Heart Disease Can Cause Coughing
Surprisingly, many types of heart disease also have coughing listed as a symptom. These include Dilated Cardiomyopathy, Mitral Valve Endocardiosis, and Congestive Heart Failure.
While this is not the most common cause of coughing, it’s worth noting in case your dog shows other symptoms.
How Is Canine Heart Disease Treated?
The treatment for heart disease depends on the type your dog is suffering from. To determine this, you’ll need to talk to your vet, who can give you the best cause of treatment.
The majority of these will include medications to help your dog’s heart pump more naturally, reduce fluid buildup, and steady their blood pressure. Surgery is also an effective treatment, including pacemakers.
Leveling out the other, more serious symptoms of heart disease should see a reduction in their coughing fits.
Coughing is also a symptom of Heartworm Disease (not to be confused with Heart Disease!). Dogs can catch Heartworm Disease when a mosquito stings an infected dog, picks up the parasite, and then stings another dog to pass the parasite to them.
Heartworm Disease is spread through larvae, which will migrate through the body to the heart and lungs. They will then mature into long worms that inflame the lungs and cause bouts of coughing.
How Is Canine Heartworm Disease Treated?
There is a medication that you can give your dog to prevent Heartworm Disease, which is very effective. You should do this to prevent the parasite from infecting your dog in the first place.
This is important as once your dog gets heartworms, they will need extensive and painful treatment for 6 to 9 months. Not only is this expensive, but it can also be fatal. However, untreated heartworms are also fatal, so risky treatment is necessary.
Foreign Objects In The Airways
Dogs can inhale objects through their noses when exploring, which can inflame the airways and cause coughing.

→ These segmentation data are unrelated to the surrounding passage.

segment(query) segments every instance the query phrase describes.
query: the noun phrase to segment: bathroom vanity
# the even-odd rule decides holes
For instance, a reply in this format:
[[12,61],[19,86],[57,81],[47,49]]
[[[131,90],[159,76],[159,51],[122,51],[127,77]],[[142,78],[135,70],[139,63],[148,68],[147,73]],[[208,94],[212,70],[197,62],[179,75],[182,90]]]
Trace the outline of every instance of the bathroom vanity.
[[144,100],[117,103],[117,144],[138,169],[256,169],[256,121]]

Cavapoos are very inquisitive dogs, so they might be inclined to inhale more foreign objects than lap dogs.
The object could be as small as a single blade of grass. Many dogs are given a much more sinister prognosis before further tests show the irritant to be a blade of grass.

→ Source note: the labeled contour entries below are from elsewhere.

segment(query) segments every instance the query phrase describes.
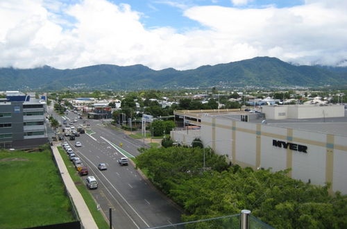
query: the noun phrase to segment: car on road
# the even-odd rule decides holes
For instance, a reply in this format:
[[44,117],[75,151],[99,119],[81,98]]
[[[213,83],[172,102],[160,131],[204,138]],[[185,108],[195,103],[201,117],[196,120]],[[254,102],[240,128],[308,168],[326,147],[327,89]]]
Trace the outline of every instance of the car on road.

How Are Foreign Objects In The Airways Treated?
Coughing is actually the body’s way of flushing the object out of the airways. However, if this doesn’t work, your vet might need to remove it using an endoscope. This is a small camera that goes into your dog’s nose so that the vet can see the obstruction.
In severe cases, your dog might need surgery to remove the object if it cannot be reached with the endoscope.
If left untreated, foreign objects can lead to lung abscesses, pneumonia, pyothorax, pneumothorax, and other worrying conditions.
Coughing Can Be The First Sign Of Cancer
We don’t want to alarm you with this final cause of coughing in your Cavapoo, but in rare cases, coughing can be linked to cancer. Bear in mind that there are many other illnesses that coughing could be due to, so you don’t always have to think of the worst-case scenario.
Coughing is often one of the first signs an owner notices, and it can be linked to lung cancer, heart cancer, or respiratory tract cancer.
How Is Canine Cancer Treated?
There are many cancer treatments available for dogs, and the best one will be determined by your vet, depending on the stage of cancer and type. Common treatments include chemotherapy, radiation, surgery, and palliative care.
Thanks for reading! We hope this article has shed some light on why your Cavapoo might be coughing. It might be something as simple as allergies or an infection, or it might be something more serious like cancer or heartworm disease.
If your Cavapoo is only coughing once in a while, there’s usually nothing to worry about.
However, if they have developed a relentless new cough, you might want to get it checked out. If you’re concerned, it’s always best to check with a professional vet – better to be safe than sorry!